Ein plötzlich entfallener Mafios-Passus

Die Hafterleichterungen für die Mafiabosse lösten in Italien einen Sturm der Entrüstung aus, von den Rechtsaussenparteien bis zu Opferverbänden. Die Regierung sei fahrlässig und gefährde die Sicherheit der Bürger, wenn sie Schwerkriminelle nach Hause verlege, so der Vorwurf. Die Regierung stellt sich auf den Standpunkt, dass wegen Corona in gewissen Fällen auch alternative Strafen infrage kämen. So sollten die notorisch überbelegten Gefängnisse nicht zu Infektionsherden werden.

Zu reden gab allerdings, dass ein Regierungsdekret die Mafiosi ursprünglich von Hafterleichterungen ausklammerte – ein Passus, der im Zirkularschreiben der Gefängnisbehörde dann aber weggefallen war, wie die Süddeutsche Zeitung schreibt. Die weggefallene Ausnahme war ein gefundenes Fressen für die Anwälte der Mafiosi, die für ihre kranken Klienten jetzt erst recht Hafterleichterungen beantragten.

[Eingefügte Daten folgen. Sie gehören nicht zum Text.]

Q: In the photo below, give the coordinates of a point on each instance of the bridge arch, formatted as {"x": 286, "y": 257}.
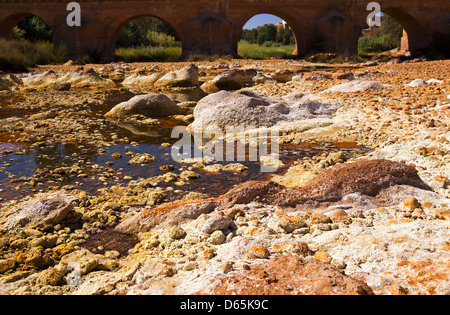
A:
{"x": 413, "y": 30}
{"x": 124, "y": 22}
{"x": 7, "y": 24}
{"x": 240, "y": 22}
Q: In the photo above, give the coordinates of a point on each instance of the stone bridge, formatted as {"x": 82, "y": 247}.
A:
{"x": 214, "y": 26}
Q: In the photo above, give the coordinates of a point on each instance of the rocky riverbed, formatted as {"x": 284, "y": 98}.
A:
{"x": 92, "y": 201}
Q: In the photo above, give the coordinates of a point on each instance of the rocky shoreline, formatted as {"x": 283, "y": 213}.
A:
{"x": 334, "y": 223}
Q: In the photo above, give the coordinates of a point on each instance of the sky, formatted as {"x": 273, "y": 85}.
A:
{"x": 261, "y": 19}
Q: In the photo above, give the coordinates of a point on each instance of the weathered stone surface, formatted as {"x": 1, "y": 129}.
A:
{"x": 356, "y": 86}
{"x": 169, "y": 214}
{"x": 79, "y": 79}
{"x": 287, "y": 275}
{"x": 364, "y": 177}
{"x": 230, "y": 80}
{"x": 186, "y": 77}
{"x": 248, "y": 109}
{"x": 41, "y": 212}
{"x": 142, "y": 80}
{"x": 150, "y": 105}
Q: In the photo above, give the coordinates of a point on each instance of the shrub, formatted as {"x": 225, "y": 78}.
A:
{"x": 255, "y": 51}
{"x": 19, "y": 55}
{"x": 149, "y": 54}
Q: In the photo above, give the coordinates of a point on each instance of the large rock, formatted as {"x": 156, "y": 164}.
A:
{"x": 230, "y": 80}
{"x": 186, "y": 77}
{"x": 9, "y": 81}
{"x": 41, "y": 212}
{"x": 367, "y": 177}
{"x": 79, "y": 79}
{"x": 248, "y": 109}
{"x": 287, "y": 275}
{"x": 364, "y": 177}
{"x": 356, "y": 86}
{"x": 142, "y": 80}
{"x": 150, "y": 105}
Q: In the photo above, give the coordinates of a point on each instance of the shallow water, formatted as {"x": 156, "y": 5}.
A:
{"x": 26, "y": 169}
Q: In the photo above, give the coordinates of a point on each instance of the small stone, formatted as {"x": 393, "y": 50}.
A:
{"x": 215, "y": 223}
{"x": 418, "y": 213}
{"x": 217, "y": 238}
{"x": 319, "y": 218}
{"x": 176, "y": 232}
{"x": 339, "y": 215}
{"x": 189, "y": 175}
{"x": 6, "y": 265}
{"x": 325, "y": 257}
{"x": 142, "y": 159}
{"x": 258, "y": 252}
{"x": 167, "y": 168}
{"x": 51, "y": 276}
{"x": 291, "y": 223}
{"x": 411, "y": 204}
{"x": 209, "y": 253}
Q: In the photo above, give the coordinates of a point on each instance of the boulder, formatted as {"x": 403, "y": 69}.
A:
{"x": 417, "y": 83}
{"x": 142, "y": 80}
{"x": 287, "y": 275}
{"x": 248, "y": 109}
{"x": 150, "y": 105}
{"x": 41, "y": 212}
{"x": 79, "y": 79}
{"x": 186, "y": 77}
{"x": 234, "y": 79}
{"x": 356, "y": 86}
{"x": 9, "y": 81}
{"x": 282, "y": 76}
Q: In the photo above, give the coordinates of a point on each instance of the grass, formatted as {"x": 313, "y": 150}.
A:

Bei Nitto Santapaola (81) zog dies jedoch nicht. Santapaola war in den 80er Jahren der unangefochtene Boss in Catania gewesen und wegen seiner Brutalität berüchtigt. Sein eigener Bruder sagte über ihn: "Er ist der grausamste Mensch, den ich je kennengelernt habe. Adolf Hitler hat weniger Morde begangen als er. Nino brauchte das Morden". 1994 wurde Santapaola wegen zahlreicher Morde zu lebenslanger Haft verurteilt. Jetzt wies das Gericht in Mailand das Begehren um eine Hafterleichterung ab. Denn: In seiner lebenslanger Einzelhaft werde sich der 82-Jährige kaum mit dem Coronavirus anstecken.